Zorgzame straten en buurten: Het kleine helpen heeft grote effecten
We organiseren de bijeenkomst in een prachtig pand, een oud zusterhuis, in Rotterdam waar ‘aktiegroep het Oude Westen’ vertoeft. Deze bewonersorganisatie bestaat al sinds de jaren 70. Destijds wilde de gemeente de wijk ‘het Oude Westen’ slopen. De actieve bewonersorganisatie wist dit te voorkomen. De wijk bleef behouden en de aktiegroep zet zich sindsdien in om de wijk nóg mooier te maken. Het is één van de bewonersorganisaties in Rotterdam die nog steeds bestaat door verschillende subsidiepotjes aan te spreken. En dus nog steeds als ondersteuner en spin in het web voor de bewoners van het Oude Westen fungeert.

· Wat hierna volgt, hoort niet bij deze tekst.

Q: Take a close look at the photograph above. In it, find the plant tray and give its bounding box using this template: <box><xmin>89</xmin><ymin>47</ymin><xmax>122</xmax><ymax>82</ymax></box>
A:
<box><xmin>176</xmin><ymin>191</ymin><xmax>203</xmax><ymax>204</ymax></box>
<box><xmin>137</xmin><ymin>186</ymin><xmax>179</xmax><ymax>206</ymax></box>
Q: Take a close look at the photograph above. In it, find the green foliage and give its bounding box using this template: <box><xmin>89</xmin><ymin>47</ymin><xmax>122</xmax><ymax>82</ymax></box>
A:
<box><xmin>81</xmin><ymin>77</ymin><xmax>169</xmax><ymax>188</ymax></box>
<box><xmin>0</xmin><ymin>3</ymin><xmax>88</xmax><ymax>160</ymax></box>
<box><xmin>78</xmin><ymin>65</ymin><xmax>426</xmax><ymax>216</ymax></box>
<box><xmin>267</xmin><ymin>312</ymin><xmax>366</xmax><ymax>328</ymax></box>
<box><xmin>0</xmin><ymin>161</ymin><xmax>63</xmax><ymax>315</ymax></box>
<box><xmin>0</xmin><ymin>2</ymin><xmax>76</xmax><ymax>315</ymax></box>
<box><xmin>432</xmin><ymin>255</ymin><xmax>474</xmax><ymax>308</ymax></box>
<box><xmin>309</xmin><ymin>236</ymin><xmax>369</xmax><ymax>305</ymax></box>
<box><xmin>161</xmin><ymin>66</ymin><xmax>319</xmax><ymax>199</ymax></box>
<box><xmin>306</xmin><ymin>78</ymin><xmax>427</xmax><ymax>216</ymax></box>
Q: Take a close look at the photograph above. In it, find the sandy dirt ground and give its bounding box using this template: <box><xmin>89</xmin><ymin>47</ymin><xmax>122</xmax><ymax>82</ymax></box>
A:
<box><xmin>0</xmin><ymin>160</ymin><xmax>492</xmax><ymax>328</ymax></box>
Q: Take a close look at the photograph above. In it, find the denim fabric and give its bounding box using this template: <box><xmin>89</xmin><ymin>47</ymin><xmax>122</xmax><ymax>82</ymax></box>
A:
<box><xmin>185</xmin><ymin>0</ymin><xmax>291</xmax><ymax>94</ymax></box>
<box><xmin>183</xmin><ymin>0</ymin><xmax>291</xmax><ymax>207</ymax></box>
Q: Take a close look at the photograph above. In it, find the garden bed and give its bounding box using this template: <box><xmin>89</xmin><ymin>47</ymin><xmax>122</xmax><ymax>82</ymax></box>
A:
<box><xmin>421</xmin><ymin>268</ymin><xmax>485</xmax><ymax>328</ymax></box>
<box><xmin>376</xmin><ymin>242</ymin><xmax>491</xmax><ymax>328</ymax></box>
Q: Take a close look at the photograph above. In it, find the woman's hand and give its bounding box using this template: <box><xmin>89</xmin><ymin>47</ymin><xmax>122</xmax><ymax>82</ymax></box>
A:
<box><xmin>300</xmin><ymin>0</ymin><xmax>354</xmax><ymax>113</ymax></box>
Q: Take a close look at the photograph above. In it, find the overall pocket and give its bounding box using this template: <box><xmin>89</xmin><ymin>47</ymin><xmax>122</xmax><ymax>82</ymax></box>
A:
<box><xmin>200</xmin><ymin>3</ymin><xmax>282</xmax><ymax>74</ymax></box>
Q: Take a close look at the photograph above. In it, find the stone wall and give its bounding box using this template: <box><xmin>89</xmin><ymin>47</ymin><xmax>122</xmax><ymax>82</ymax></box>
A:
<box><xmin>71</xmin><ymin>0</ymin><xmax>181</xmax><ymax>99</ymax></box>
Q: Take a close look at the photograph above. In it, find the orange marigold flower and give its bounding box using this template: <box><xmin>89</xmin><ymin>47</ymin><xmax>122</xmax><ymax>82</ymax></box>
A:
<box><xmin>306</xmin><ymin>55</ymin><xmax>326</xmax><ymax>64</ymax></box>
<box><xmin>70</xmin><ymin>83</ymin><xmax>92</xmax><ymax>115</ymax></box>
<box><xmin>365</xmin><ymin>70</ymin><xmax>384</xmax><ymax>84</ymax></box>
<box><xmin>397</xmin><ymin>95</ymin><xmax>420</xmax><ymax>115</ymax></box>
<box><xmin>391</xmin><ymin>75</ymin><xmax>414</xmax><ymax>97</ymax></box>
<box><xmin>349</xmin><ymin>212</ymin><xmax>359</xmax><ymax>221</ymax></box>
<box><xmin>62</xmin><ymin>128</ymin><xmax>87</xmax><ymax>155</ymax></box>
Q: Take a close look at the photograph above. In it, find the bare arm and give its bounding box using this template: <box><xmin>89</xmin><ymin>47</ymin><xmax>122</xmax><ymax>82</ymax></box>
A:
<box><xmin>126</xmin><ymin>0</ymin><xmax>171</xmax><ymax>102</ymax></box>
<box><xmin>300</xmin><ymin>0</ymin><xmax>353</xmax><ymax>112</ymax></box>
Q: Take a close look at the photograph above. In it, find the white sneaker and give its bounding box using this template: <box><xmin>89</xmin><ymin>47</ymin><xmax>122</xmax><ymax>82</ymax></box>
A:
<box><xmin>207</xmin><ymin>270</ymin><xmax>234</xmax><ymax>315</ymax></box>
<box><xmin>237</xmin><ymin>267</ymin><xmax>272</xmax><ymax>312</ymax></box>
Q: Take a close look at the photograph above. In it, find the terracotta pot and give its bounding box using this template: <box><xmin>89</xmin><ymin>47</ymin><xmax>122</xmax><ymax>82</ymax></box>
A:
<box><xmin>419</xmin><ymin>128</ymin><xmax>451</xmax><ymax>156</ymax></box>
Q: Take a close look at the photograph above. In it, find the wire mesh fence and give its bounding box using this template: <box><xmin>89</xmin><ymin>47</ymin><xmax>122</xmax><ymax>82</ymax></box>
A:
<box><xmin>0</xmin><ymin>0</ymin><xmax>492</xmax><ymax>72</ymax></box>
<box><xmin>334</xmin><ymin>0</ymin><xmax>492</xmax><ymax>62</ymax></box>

Janet Vos, directeur van ‘stichting Opzoomer Mee’, licht toe dat haar organisatie in opdracht van de gemeente, budgetten toekent voor straatactiviteiten. En dat in deze wijk de actiegroep ook als uitbetaalpunt fungeert. “Het is fijn dat we op deze bijzondere, en bovendien ook nog gunstig gelegen locatie terecht kunnen.”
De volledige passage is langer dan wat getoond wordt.